Bij het instellen van beroep in cassatie moet het volgende in acht worden genomen:
Bij het beroepschrift wordt een afschrift van deze uitspraak overgelegd.
(Alleen bij procederen op papier) het beroepschrift moet ondertekend zijn;
Het beroepschrift moet ondertekend zijn en ten minste het volgende vermelden:
de naam en het adres van de indiener;
de dagtekening;
een omschrijving van de uitspraak waartegen het beroep in cassatie is gericht;
e gronden van het beroep in cassatie.
Voor het instellen van beroep in cassatie is griffierecht verschuldigd. Na het instellen van beroep in cassatie ontvangt de indiener een nota griffierecht van de griffier van de Hoge Raad.

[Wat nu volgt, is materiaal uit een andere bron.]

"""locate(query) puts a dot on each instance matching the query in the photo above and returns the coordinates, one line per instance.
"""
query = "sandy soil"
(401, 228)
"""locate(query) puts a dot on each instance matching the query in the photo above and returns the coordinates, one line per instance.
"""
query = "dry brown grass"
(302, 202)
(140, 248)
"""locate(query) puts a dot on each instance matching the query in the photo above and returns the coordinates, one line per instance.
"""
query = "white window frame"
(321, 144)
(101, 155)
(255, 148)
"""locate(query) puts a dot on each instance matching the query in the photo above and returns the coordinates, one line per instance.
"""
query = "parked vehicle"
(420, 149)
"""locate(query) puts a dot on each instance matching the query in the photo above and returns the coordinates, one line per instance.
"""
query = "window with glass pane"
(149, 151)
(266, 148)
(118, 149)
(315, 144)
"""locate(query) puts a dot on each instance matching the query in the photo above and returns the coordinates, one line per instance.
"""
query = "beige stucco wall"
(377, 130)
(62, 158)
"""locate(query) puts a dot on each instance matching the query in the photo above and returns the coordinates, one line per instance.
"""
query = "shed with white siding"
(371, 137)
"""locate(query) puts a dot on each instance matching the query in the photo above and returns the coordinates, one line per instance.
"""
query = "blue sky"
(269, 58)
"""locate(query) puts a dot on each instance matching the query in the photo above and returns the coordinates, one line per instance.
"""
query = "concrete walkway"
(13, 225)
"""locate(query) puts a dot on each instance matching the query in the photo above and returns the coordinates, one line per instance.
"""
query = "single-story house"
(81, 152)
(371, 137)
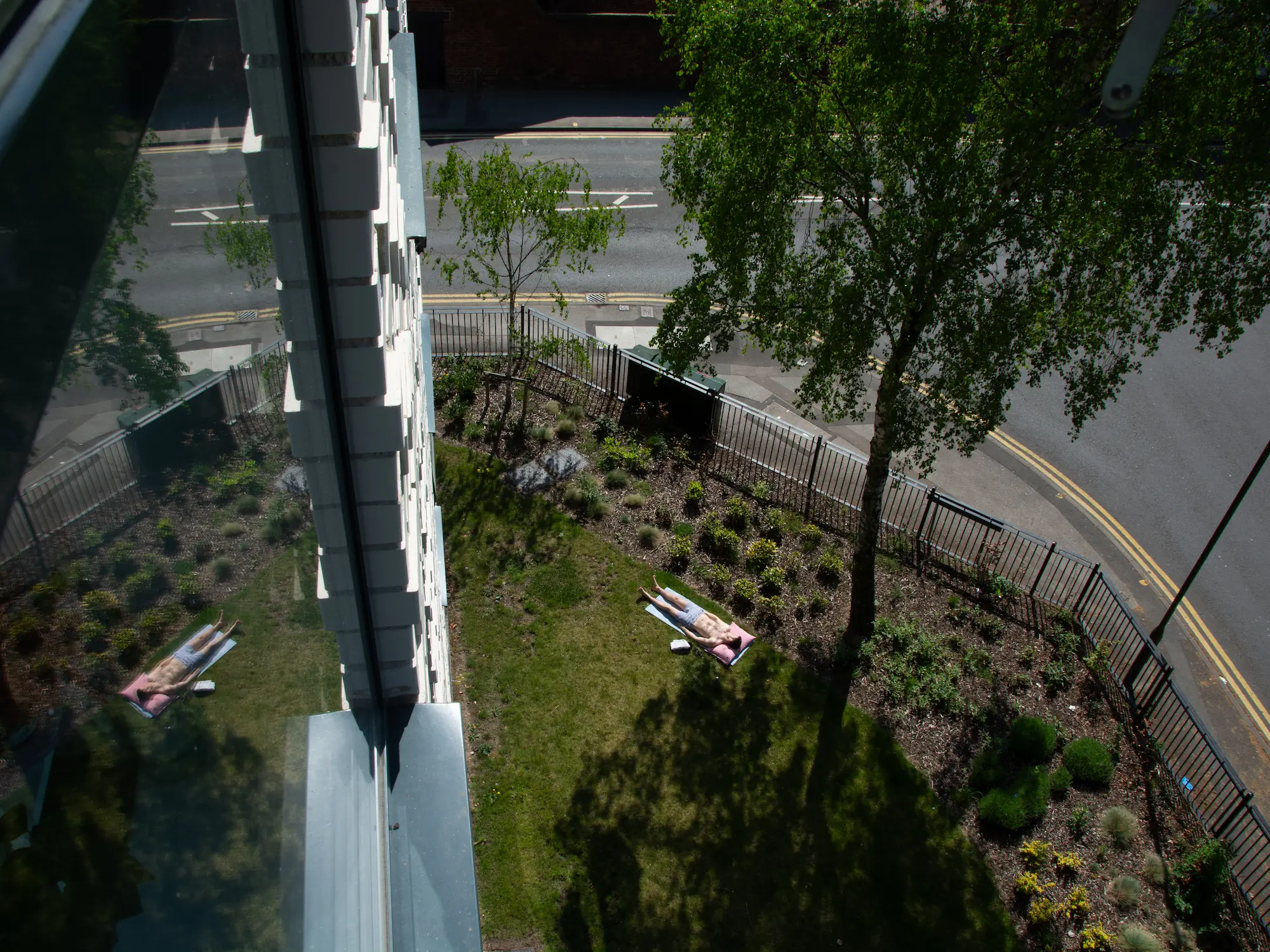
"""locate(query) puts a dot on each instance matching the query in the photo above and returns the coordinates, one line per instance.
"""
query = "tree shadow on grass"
(756, 810)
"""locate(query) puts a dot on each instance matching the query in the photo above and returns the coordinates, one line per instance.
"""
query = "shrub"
(1079, 822)
(1043, 911)
(244, 478)
(830, 568)
(101, 606)
(1020, 804)
(1078, 906)
(1200, 883)
(166, 534)
(811, 538)
(1032, 741)
(1060, 783)
(770, 607)
(736, 515)
(760, 554)
(26, 631)
(1095, 939)
(912, 667)
(190, 591)
(718, 577)
(620, 454)
(1154, 869)
(772, 581)
(1121, 826)
(1125, 892)
(92, 634)
(1029, 885)
(153, 625)
(695, 496)
(1034, 854)
(1137, 939)
(125, 642)
(1069, 864)
(121, 560)
(1088, 761)
(44, 597)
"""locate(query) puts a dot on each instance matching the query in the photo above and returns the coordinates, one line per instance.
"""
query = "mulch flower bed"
(996, 659)
(199, 543)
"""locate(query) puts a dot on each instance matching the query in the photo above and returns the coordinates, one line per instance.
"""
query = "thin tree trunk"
(864, 587)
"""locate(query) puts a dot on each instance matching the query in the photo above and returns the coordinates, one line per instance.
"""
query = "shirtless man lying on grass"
(177, 672)
(704, 628)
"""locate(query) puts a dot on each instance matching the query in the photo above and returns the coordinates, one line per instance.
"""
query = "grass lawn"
(631, 799)
(167, 833)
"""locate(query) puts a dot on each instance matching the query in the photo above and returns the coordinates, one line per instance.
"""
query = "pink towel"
(726, 654)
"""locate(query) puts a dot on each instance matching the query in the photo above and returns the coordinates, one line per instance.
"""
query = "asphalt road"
(1165, 460)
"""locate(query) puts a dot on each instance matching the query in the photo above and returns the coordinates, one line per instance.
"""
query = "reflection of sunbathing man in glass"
(704, 628)
(176, 673)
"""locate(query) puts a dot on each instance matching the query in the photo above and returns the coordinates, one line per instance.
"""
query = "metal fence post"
(1089, 582)
(1050, 555)
(811, 478)
(35, 536)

In het cassatieberoepschrift kan de Hoge Raad verzocht worden om de andere partij te veroordelen in de proceskosten.

Voetnoten

1.Nadere stukken van 10 januari en 30 januari 2025.
2.Hoge Raad 3 april 2020, ECLI:NL:HR:2020:561.
3.Gerechtshof ’s-Hertogenbosch 23 oktober 2024, ECLI:NL:GHSHE:2024:3315, r.o. 4.1 en 4.2.
4.Hoge Raad 10 november 2023, ECLI:NL:HR:2023:1526.
5.Hoge Raad 12 juli 2024, ECLI:NL:HR:2024:1060.
6.Artikel IV, lid 1, Wet herwaardering proceskostenvergoedingen WOZ en bpm.
7.Artikel 19a, lid 2, letter b, Wet Bpm.
8.Hoge Raad 17 januari 2025, ECLI:NL:HR:2025:46.
9.Hoge Raad 17 januari 2025, ECLI:NL:HR:2025:46, r.o. 3.5.1 en 3.5.2.
10.Vgl. Hoge Raad 14 februari 2025, ECLI:NL:HR:2025:243, r.o. 3.2.2. en Hoge Raad 15 november 2024, ECLI:NL:HR:2024:1659, r.o. 2.2.2.
11.1 punt voor het hoger beroepschrift en 1 punt voor het verschijnen op de zitting, zie Bpb.
12.Zie de bijlage bij de uitspraak van het Gerechtshof ’s-Hertogenbosch 7 augustus 2024, ECLI:NL:GHSHE:2024:2524, onderdeel 1.2.
13.Vgl. Hoge Raad 1 december 2023, ECLI:NL:HR:2023:1665.
14.1 punt voor het hoger beroepschrift en 1 punt voor het verschijnen op de zitting, zie Bpb.